1 research outputs found
Differential prioritization in feature selection for multiclass molecular classification
The aim of the thesis is to develop a filter-based feature selection (FS) technique for multi class molecular classification. Molecular classification involves the classification of samples into groups of biological phenotypes based on high-dimensional gene expression data obtained from
microarray experiments. The multi class nature of the classification problems demands work on
two specific areas: (a) differential prioritization and (b) combinations between different
decomposition paradigms of FS and classification.
FS aims to form, from the larger set of features in the dataset, a smaller subset of features which are capable of producing the best classification accuracy. This subset is called the predictor set.
Relevance and redundancy have always been acknowledged as important criteria in the
formation of the predictor set in filter-based FS. These two criteria are included as elements in
the predictor set score, which measures the goodness of the predictor set.
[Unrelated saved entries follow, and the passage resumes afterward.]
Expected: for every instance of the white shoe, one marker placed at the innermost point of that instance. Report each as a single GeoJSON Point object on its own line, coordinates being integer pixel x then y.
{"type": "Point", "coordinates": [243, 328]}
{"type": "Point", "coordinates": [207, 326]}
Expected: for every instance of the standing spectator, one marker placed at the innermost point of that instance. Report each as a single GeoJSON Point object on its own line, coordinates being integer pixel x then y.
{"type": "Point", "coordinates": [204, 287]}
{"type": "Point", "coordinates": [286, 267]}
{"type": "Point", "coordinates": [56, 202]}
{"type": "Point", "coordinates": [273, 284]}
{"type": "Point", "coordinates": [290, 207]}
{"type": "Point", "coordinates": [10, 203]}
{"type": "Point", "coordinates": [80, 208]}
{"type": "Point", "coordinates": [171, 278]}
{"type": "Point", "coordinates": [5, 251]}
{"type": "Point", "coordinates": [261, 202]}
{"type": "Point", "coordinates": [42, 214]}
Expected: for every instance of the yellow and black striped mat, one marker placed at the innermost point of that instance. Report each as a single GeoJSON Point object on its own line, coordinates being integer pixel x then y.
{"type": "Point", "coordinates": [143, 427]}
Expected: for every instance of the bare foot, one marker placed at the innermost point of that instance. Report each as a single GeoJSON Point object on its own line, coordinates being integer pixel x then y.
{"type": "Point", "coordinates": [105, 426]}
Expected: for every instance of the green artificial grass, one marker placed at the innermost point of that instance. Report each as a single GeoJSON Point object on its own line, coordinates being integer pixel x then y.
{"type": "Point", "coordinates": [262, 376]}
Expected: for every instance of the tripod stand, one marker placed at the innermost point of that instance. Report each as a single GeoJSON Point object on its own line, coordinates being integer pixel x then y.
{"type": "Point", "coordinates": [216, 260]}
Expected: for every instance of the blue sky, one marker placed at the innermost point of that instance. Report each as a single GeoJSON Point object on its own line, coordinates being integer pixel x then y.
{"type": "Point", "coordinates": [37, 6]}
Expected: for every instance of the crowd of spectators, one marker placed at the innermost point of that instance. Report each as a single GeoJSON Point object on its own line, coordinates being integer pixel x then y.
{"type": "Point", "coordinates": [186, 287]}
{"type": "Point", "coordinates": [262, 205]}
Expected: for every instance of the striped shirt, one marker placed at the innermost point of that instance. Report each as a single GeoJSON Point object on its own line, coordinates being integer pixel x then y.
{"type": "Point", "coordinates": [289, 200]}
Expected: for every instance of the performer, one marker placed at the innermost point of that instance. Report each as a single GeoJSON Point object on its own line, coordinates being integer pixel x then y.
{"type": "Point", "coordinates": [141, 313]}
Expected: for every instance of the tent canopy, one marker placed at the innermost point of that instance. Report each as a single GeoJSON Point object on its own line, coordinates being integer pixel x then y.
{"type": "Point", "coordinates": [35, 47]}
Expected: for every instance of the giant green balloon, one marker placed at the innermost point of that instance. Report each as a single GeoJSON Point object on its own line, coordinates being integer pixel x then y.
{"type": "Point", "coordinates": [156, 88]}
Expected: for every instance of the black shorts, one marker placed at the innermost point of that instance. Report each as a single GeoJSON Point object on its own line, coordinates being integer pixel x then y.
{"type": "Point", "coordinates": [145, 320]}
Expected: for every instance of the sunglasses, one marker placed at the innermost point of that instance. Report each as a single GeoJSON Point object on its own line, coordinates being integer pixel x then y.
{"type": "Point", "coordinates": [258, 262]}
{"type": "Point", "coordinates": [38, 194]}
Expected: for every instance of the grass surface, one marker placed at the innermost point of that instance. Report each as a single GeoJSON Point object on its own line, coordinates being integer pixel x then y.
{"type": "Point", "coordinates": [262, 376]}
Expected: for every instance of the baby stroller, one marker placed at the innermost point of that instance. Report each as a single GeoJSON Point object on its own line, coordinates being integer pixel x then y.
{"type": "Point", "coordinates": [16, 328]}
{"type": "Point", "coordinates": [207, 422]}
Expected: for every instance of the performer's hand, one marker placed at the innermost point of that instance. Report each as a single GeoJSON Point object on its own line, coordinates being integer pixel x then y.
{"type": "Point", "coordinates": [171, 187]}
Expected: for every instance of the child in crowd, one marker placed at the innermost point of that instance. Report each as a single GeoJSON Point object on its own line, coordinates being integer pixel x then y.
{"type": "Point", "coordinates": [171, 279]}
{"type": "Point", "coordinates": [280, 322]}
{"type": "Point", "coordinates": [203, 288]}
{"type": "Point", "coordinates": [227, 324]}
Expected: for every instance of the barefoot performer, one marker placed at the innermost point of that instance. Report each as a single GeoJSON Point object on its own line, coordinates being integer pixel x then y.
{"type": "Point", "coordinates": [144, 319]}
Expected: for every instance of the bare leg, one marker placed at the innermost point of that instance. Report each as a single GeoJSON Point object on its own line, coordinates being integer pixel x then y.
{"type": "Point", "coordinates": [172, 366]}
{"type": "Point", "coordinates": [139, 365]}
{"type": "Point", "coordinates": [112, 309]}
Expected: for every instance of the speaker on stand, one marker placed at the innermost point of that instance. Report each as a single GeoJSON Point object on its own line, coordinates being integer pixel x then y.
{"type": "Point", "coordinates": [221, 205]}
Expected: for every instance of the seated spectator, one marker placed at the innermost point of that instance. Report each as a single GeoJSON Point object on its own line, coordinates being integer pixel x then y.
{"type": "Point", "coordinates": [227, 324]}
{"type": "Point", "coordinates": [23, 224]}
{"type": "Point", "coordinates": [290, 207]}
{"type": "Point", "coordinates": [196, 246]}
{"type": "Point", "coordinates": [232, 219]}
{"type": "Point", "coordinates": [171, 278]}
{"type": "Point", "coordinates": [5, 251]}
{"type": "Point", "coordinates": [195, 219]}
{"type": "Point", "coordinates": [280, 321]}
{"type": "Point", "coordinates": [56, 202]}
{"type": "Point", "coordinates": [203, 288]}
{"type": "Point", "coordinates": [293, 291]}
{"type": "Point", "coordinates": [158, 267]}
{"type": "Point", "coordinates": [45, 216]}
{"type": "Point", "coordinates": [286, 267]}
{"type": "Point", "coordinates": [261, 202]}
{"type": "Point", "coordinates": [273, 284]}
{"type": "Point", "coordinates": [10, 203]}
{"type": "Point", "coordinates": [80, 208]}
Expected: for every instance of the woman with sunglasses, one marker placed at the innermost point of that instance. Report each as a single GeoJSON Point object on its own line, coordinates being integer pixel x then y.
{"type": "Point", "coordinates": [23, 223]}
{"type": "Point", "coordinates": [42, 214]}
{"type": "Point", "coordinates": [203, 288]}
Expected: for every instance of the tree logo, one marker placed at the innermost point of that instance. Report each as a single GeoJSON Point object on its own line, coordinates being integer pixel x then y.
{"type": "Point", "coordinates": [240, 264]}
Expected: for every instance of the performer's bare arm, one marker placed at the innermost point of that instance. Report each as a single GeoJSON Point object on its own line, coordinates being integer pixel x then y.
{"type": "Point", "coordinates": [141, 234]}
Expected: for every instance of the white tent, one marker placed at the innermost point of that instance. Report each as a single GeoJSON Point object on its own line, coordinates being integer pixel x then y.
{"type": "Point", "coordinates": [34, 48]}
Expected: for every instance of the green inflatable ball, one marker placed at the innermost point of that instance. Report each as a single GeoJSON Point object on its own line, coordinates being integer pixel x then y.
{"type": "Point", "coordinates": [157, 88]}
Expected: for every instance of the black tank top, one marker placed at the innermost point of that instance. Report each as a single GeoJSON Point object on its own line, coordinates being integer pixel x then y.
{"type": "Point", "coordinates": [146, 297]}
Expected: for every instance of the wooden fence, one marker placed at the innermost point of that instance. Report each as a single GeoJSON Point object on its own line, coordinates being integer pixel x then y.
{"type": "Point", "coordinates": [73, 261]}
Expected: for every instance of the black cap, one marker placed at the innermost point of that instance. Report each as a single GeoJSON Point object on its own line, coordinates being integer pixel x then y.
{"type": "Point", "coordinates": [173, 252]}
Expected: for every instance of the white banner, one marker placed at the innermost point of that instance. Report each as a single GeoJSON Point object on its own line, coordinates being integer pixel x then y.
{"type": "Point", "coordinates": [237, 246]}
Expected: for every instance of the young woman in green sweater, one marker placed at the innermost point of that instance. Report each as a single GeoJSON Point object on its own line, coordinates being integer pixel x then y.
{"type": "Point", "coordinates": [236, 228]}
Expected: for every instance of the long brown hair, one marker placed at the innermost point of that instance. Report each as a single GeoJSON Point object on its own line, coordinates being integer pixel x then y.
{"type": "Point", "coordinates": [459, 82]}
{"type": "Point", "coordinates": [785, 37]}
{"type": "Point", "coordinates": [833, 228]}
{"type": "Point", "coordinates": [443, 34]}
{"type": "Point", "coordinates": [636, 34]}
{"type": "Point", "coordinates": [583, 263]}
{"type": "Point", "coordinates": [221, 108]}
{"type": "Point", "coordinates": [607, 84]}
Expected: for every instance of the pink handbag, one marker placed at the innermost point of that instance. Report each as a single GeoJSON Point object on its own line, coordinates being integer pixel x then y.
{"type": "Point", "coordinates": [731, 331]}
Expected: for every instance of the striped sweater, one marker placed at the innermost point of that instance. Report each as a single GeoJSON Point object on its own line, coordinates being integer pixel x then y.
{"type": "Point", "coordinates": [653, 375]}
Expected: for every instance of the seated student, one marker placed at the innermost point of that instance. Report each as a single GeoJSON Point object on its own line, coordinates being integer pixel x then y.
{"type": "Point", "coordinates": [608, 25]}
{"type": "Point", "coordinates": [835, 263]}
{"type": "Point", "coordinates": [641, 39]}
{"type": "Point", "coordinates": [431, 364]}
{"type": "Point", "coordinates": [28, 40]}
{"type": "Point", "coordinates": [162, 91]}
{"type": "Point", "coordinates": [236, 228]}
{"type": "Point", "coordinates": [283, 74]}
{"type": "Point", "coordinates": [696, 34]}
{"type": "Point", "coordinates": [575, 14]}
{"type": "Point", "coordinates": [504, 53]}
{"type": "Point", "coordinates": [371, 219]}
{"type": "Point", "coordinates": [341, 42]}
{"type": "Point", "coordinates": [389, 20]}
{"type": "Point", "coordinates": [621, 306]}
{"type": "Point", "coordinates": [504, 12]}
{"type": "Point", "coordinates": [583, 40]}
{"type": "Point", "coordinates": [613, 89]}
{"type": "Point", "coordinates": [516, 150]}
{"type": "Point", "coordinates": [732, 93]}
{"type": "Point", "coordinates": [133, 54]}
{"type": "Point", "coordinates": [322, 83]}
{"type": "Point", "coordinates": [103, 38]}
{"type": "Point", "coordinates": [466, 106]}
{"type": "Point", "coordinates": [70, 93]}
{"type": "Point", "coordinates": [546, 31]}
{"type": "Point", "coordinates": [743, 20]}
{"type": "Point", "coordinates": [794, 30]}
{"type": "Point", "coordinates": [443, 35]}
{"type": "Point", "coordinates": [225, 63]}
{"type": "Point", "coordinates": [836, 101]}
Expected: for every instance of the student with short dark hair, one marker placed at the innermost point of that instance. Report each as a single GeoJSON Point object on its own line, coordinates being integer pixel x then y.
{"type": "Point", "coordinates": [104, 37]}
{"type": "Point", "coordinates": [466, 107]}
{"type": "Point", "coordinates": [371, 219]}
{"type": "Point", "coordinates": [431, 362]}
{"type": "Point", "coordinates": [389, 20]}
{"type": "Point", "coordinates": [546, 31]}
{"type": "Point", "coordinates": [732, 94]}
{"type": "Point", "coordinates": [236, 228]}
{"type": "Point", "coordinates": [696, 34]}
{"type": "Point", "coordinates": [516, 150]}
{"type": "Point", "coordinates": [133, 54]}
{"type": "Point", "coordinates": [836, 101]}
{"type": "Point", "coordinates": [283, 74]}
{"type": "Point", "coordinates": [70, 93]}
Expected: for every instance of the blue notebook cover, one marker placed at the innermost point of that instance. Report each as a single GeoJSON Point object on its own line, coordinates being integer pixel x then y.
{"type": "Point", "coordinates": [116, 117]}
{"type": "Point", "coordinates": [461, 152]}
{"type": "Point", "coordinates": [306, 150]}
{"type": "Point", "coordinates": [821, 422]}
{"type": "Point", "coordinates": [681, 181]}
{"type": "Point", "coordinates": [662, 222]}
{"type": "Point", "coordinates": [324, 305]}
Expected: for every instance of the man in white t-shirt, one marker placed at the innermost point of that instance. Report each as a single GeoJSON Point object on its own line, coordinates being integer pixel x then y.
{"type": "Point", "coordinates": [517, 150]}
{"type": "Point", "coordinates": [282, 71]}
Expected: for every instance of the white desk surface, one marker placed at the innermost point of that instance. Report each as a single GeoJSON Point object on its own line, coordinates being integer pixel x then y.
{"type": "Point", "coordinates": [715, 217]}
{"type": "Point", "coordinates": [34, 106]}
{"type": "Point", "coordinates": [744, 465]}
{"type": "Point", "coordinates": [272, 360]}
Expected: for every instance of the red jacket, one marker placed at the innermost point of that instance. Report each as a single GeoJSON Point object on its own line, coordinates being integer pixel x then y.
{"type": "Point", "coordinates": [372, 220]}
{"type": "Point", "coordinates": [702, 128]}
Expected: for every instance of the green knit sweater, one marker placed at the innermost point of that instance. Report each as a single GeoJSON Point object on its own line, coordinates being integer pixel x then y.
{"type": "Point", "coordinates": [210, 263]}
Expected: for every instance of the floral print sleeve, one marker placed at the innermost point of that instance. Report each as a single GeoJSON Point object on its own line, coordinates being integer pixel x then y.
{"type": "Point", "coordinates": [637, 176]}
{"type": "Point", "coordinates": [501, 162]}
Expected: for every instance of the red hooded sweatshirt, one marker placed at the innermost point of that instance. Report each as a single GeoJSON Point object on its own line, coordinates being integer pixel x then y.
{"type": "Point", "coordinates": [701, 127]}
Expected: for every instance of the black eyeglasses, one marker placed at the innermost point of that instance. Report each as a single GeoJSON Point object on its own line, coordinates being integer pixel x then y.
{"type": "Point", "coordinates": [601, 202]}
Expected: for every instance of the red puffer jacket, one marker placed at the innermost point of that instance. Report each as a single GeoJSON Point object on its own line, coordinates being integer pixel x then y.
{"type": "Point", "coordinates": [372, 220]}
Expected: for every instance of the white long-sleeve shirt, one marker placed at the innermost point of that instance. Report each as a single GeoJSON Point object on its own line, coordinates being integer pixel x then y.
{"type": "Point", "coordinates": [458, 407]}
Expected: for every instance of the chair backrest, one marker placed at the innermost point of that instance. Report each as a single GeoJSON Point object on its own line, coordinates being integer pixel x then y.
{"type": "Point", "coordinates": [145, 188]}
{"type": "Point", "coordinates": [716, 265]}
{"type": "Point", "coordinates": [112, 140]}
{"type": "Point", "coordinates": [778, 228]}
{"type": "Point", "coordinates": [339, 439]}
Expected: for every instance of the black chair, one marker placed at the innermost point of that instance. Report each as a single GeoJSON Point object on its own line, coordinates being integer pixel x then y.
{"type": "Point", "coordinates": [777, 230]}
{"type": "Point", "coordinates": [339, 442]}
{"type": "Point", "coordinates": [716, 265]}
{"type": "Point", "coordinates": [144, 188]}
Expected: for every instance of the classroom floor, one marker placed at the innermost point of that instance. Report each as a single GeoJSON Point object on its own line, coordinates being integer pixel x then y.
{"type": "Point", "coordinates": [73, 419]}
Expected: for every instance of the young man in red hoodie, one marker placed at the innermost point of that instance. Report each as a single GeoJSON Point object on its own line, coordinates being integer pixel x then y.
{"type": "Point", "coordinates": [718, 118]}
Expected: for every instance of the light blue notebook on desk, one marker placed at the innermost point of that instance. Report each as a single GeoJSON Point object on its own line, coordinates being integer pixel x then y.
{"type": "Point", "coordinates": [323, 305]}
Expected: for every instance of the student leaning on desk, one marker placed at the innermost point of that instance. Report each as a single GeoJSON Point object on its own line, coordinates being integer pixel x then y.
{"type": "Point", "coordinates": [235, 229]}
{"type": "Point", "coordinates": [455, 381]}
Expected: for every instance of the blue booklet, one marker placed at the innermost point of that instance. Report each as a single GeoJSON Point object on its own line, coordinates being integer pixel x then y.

However, especially
in a multiclass problem, we propose that a third criterion is necessary for the formation of the
predictor set. This third criterion is the differential prioritization, a novel criterion which
dictates the priority of maximizing relevance to the priority of minimizing redundancy.
Differential prioritization ensures that the optimal balance between relevance and redundancy is
achieved based on the number of classes in the classification problem. This is because as the
number of classes increases, the relative importance of minimizing redundancy also increases.
For instance, in order to achieve the best accuracy, minimizing redundancy in a 14-class
problem is more important than minimizing redundancy in a two-class problem.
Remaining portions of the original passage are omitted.